Was steht beruflich als Nächstes für dich an?

Auf jeden Fall möchte ich noch mehr medizinisches Wissen und Erfahrungen sammeln, darum mache ich Weiterbildungen und Lehrgänge. Momentan lerne ich, wie ich in bzw. nach akuten Notfallsituationen Psychosoziale Notfallversorgung leisten kann. Mein Wunsch ist es, eine sehr gute Notfallsanitäterin zu werden. Und mehr zu wissen, schadet ja nie.

Welche Tipps hast du für alle, die sich für den Rettungsdienst interessieren?

Wenn deine Motivation für den Job ist, mit Blaulicht und Martinshorn durch die Stadt zu düsen, dann mache das bitte nicht im Rettungsdienst! Deine Intention sollte sein, Menschen zu helfen. Zu schüchtern sollte man im Rettungsdienst ebenfalls nicht sein.

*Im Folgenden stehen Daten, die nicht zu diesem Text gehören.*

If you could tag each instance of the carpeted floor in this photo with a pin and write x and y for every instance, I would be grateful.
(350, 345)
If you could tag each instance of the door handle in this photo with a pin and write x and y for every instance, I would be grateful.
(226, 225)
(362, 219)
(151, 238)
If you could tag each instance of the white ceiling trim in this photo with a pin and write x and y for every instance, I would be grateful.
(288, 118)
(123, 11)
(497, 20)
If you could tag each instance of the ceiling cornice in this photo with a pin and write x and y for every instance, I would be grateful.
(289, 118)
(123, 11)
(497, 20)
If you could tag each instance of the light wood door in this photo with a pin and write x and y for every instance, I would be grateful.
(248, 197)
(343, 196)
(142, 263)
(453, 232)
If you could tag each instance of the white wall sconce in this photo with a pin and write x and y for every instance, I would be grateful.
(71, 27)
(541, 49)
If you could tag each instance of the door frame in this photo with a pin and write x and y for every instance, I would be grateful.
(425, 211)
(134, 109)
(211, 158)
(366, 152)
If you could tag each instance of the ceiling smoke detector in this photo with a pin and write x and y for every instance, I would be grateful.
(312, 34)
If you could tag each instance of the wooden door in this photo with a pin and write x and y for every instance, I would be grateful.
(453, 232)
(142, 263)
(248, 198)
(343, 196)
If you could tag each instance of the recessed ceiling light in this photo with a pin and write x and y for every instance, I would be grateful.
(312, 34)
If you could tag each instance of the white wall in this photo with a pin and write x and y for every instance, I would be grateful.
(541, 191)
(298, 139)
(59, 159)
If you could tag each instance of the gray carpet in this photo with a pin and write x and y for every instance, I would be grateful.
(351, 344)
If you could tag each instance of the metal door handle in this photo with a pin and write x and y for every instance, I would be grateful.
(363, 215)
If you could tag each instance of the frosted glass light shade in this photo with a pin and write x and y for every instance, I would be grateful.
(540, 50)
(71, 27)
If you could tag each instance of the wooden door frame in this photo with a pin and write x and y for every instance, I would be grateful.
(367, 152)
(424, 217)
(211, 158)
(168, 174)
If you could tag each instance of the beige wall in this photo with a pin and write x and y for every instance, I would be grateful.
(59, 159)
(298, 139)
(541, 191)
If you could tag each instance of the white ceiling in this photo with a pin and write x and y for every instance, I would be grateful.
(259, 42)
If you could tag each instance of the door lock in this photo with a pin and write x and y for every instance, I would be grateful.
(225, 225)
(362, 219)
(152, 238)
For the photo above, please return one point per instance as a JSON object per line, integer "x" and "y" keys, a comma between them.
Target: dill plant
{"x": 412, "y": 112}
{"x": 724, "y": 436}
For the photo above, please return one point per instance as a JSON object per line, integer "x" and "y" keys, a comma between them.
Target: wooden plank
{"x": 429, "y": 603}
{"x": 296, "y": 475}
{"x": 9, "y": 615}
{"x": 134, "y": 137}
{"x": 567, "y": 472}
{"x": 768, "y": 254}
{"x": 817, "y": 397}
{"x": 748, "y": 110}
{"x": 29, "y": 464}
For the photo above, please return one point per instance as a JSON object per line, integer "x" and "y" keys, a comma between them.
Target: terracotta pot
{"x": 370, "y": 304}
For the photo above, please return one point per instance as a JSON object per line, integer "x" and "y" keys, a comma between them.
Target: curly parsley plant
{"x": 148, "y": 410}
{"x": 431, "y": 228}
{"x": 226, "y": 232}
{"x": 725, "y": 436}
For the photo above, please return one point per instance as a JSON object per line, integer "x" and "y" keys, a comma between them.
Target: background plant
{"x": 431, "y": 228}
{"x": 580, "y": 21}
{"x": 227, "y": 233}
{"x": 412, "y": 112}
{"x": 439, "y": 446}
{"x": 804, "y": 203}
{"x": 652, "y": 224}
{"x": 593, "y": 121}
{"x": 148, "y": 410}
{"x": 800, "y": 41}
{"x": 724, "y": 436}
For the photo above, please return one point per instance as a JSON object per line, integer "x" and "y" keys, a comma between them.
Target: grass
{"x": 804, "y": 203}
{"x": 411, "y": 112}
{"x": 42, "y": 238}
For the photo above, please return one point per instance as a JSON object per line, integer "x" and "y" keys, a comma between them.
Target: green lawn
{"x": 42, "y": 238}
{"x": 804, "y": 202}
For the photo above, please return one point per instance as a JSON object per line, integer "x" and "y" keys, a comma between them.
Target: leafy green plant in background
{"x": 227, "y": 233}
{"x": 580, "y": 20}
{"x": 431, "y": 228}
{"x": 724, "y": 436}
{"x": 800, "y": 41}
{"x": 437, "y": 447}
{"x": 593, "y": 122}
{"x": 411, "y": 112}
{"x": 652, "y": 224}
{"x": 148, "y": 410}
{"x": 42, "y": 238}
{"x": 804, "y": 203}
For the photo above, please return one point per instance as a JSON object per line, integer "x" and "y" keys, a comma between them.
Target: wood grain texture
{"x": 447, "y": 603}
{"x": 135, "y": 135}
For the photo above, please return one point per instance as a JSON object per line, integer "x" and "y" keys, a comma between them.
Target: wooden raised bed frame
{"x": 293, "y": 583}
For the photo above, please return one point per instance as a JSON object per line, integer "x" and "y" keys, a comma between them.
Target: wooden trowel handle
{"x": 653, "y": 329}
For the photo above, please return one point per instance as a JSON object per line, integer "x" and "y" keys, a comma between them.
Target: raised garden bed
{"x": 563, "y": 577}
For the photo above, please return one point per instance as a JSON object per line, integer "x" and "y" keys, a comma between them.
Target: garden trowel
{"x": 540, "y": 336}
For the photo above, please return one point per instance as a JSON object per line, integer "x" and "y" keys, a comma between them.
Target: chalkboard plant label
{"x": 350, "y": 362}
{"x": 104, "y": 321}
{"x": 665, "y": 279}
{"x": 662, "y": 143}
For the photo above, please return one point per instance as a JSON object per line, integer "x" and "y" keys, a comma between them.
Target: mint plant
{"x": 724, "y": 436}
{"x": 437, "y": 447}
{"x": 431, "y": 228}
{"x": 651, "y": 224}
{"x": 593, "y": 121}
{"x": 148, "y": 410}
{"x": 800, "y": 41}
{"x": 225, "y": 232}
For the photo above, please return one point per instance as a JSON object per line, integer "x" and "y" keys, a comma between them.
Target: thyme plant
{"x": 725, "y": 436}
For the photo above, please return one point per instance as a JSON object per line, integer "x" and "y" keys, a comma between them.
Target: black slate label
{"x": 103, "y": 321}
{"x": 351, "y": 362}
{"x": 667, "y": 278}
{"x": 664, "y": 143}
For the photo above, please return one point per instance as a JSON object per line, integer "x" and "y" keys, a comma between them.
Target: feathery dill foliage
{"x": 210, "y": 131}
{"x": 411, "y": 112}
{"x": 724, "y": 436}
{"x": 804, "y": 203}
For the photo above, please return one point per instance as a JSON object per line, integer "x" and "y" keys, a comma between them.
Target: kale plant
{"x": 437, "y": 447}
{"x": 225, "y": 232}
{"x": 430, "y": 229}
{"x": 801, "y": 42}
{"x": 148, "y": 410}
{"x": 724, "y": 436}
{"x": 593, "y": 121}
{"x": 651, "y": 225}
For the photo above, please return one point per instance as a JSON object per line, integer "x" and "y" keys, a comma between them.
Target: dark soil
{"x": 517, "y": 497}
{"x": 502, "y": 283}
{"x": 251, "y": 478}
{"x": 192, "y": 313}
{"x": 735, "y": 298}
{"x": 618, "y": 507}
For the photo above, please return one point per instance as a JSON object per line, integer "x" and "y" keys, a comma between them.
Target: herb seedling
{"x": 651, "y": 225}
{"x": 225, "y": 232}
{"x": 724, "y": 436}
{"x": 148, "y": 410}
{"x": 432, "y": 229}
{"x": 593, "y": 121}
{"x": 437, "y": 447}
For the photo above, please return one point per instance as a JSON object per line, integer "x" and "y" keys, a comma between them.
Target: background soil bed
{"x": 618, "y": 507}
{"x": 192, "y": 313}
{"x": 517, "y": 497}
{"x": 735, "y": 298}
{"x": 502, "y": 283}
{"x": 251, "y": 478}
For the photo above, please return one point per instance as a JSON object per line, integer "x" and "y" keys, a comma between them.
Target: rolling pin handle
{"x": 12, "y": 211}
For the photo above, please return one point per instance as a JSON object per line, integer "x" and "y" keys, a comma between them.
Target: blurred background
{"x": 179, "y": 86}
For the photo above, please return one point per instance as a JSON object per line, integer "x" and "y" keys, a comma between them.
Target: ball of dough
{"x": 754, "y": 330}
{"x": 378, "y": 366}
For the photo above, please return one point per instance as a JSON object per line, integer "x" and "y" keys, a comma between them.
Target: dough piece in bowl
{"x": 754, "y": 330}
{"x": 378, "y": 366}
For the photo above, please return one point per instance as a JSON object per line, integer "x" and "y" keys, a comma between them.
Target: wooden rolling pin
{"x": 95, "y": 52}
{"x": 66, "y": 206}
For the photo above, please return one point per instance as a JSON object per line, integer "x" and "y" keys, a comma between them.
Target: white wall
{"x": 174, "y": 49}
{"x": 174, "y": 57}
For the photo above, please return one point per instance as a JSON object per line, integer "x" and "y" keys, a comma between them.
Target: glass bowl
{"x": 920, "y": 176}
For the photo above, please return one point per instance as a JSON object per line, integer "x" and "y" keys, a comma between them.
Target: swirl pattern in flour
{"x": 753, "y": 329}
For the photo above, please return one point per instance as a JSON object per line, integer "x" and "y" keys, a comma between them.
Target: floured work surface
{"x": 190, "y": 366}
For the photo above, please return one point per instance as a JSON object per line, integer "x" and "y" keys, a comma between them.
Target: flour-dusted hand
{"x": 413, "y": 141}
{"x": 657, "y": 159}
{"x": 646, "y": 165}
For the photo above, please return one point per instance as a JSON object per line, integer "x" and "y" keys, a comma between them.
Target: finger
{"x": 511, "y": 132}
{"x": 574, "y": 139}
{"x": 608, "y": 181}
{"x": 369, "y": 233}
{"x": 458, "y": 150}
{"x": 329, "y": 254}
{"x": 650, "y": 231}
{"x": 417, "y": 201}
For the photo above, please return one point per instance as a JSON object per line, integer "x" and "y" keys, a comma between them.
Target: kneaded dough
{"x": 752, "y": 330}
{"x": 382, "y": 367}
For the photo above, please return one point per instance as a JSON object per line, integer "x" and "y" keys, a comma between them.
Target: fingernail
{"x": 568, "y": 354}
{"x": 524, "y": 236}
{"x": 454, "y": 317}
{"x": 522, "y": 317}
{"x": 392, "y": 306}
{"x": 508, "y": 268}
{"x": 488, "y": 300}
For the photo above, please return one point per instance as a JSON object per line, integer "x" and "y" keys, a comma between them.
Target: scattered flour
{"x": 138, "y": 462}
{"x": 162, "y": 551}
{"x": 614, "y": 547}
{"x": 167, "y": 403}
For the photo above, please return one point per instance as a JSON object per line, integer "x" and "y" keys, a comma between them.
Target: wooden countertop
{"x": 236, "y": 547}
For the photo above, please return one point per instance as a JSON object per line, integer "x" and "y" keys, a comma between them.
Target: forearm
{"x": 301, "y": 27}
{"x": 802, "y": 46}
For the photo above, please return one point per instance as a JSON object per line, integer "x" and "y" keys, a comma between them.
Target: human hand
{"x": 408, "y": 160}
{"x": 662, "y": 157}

Wenn man in einem medizinischen Beruf arbeitet, dann gibt es immer etwas zu lernen. Dafür sollte der Wille auch da sein. Die Medizin entwickelt sich stetig weiter. Ich kann nur jedem ans Herz legen, egal ob im Praktikum oder später im Beruf: Unterschätze dich manchmal lieber, als dich zu überschätzen. Wer zu draufgängerisch ist, wird Probleme bekommen. Es ist besser, um Hilfe zu bitten oder nachzufragen, als zu denken: „Das wird schon“. Und wichtig ist auch für uns, nicht nur für unsere Patientinnen und Patienten, die Ruhe zu bewahren.